One of the many exciting new features of the VCSA 6.5 appliance is the builtin ability for high availability or HA out of the box. The HA configuration process creates two additional appliances that are a “passive” node and a “witness” node. So let’s take a look at how to configure VMware VCSA 6.5 HA and the steps involved.
How to Configure VMware VCSA 6.5 HA
To begin the installation of HA, we highlight the vCenter server appliance and navigate to Configuration and then vCenter HA. ***Note***
to setup vCenter HA for VCSA 6.5, you must have VCSA 6.5 appliance controlling the host that is running the VCSA 6.5 appliance. The vCenter VCSA 6.5 appliance must see the VCSA 6.5 VM running in its inventory for the process to work. As noted in the comments below, “When the vCenter Server is not self-managed the Advanced workflow can be used. If the vCenter Server that you’re enabled HA on is managed by another vCenter Server and they are part of the same SSO Domain, the Basic workflow can be used as well.”
Here I am simply going to choose Basic configuration. The Advanced configuration offers more control and manual configuration vs. the Basic configuration. However, in the end of both processes you should be able to have the same HA configuration setup.
With the Basic configuration, it will automatically add the additional vmnic to your VCSA appliance that you need to setup HA. So, all it needs you to do is set the IP address you want for the HA network interface.
Next, you setup the IP address for the Passive node and the Witness node. These don’t have to be the same subnet or layer 2 network as long as the IPs are routable between them. However, for my testing purposes, I am simply going to use additonal IP addresses in the same subnet.
In the deployment configuration, you see the configuration high level details for each node (active, passive, and witness). As you can see, you can Edit the configuration for the passive and witness nodes directly from this screen. Clicking Edit will open the configuration wizard for each of the nodes. As you can see below I have compatibility warnings as I have all three nodes stored on the same datastore which is a warning flag. Also, I am using a nested configuration for the test setup, so I have the HA network on the same network as the management network which is also a warning flag. The configuration lets us move past though with these warnings.
After reviewing the configuration for the nodes, the configuration is ready to complete.
After you hit the Finish button, the tasks kick off in vCenter. You can see the nodes being provisioned.
After a bit, the nodes are provisioned and the Deploy a vCenter HA cluster is completed.
Now you can see on all three nodes we have an Up status and the message tells us that all vCenter HA nodes are accessible and replication is enabled. Automatic failover protection is enabled. This lets us know that the cluster is working as expected.
Simulating a Failure
To simulate a failure, I simply powered off the active node in the vCenter HA configuration. It was neat to see that almost as soon as I could get my command prompt open and start pinging my active VCSA appliance address, it was already responding! The passive node had already taken over on the management interface.
A ***Note*** here – it did take a few minutes for the services to come back online as these have to be started after the failover takes place so wait a few minutes and you should be able to get back into the Web UI. After I logged back in, I see the following in the HA configuration.

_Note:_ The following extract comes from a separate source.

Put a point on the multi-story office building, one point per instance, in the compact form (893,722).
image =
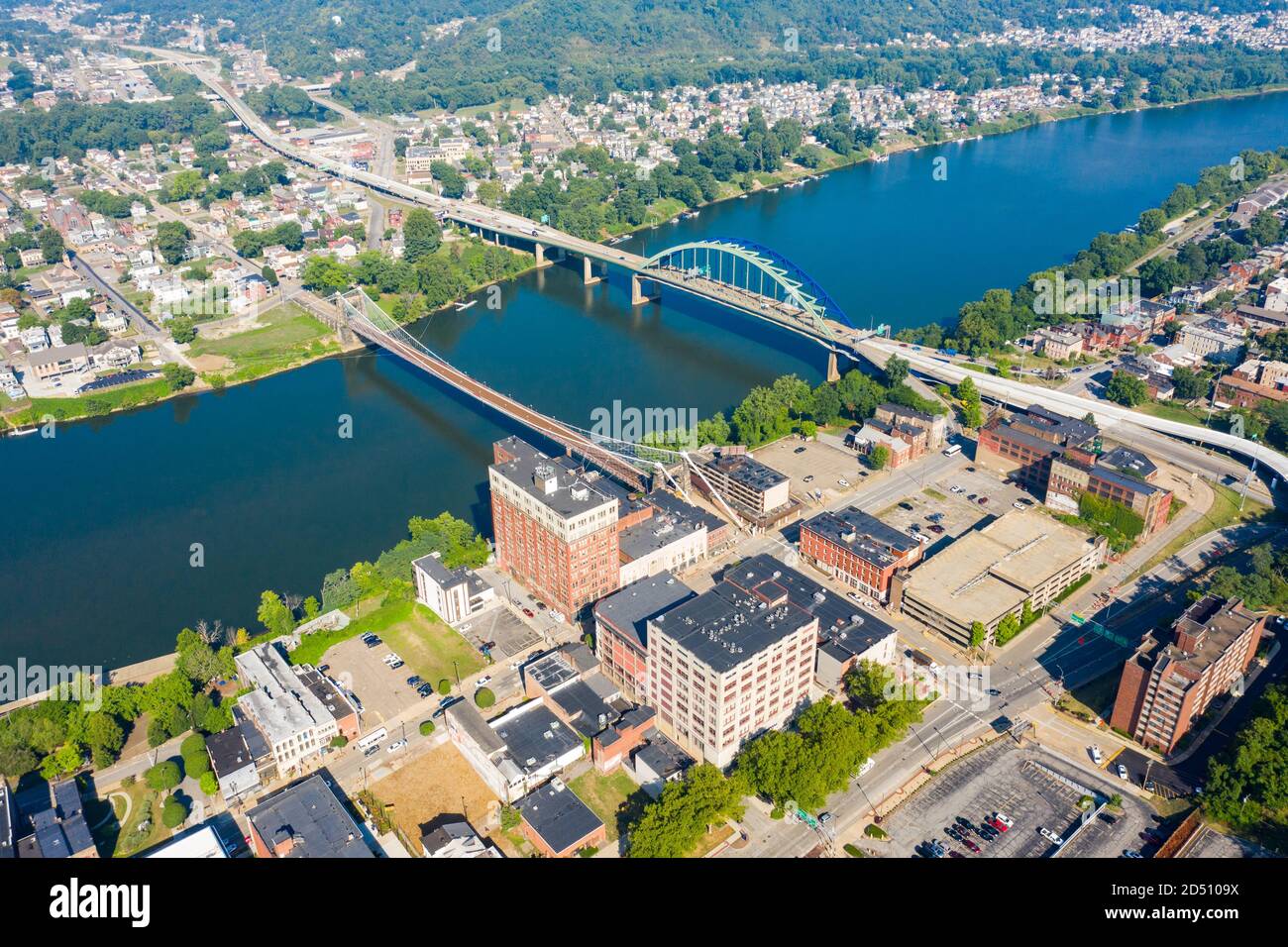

As expected the now passive node (active node is marked as passive once failover happens) is showing Down.
After letting things sit for a bit, I powered back up the once active node that is now passive and finally get the Up status on all three. Notice though we still have the replication failure might be occurring at the moment message. This is because replication hasn’t been able to sync back up yet.
After I waited just a few more minutes and refreshed, the statuses all went green with the replication message now stating it is enabled.
I wanted to discuss a few things I ran into in labbing the HA functionality that you may see in the real world and that some have already seen. First one I saw was this:
The operation is not allowed in the current state.
Failed to get management network information. Verify if management interface (NIC0) is configured correctly and is reachable.
As stated here on the DavidStamen blog it had to do with reverse DNS not being setup correctly. I had created the forward lookup records on my Ubuntu bind server, but the reverse entry had an error in it. Once this was resolved, it moved past this error.
Also, I ran into an issue with the HA Network between the VMs. I am running the new VCSA 6.5 appliance in a nested environment. Since I am tagging VLANs on the vSwitch of the parent VM where vnics are connected in the real ESXi environent, the nested environment, didn’t like the VLAN tag I was passing between the vSwitches of the nested ESXi install.
I noticed I was getting the following error setting up HA. It couldn’t connect to the peer node. As I began troubleshooting it was the node located on a different host which led me to realize the VLAN issue.
You can manually edit the HA status by pressing the Edit button in the HA configuration screen.
As you can see, you can set maintenance mode, Disable vCenter HA, and Remove vCenter HA.
Also, you can manually initiate a failover by pressing the Initiate Failover button. This will force a failover to the peer node.
The process on How to Configure VMware VCSA 6.5 HA is not too difficult. There were a few pesky issues in my test environment but mainly due to the nested environment and networking therein. However, for the most part the HA configuration went smoothly after the network issues were lined out. The failover seems to do what you expect as well. This is definitely an exciting new feature with VCSA 6.5 as we now have true HA configuration for the critical piece to vSphere – vCenter server.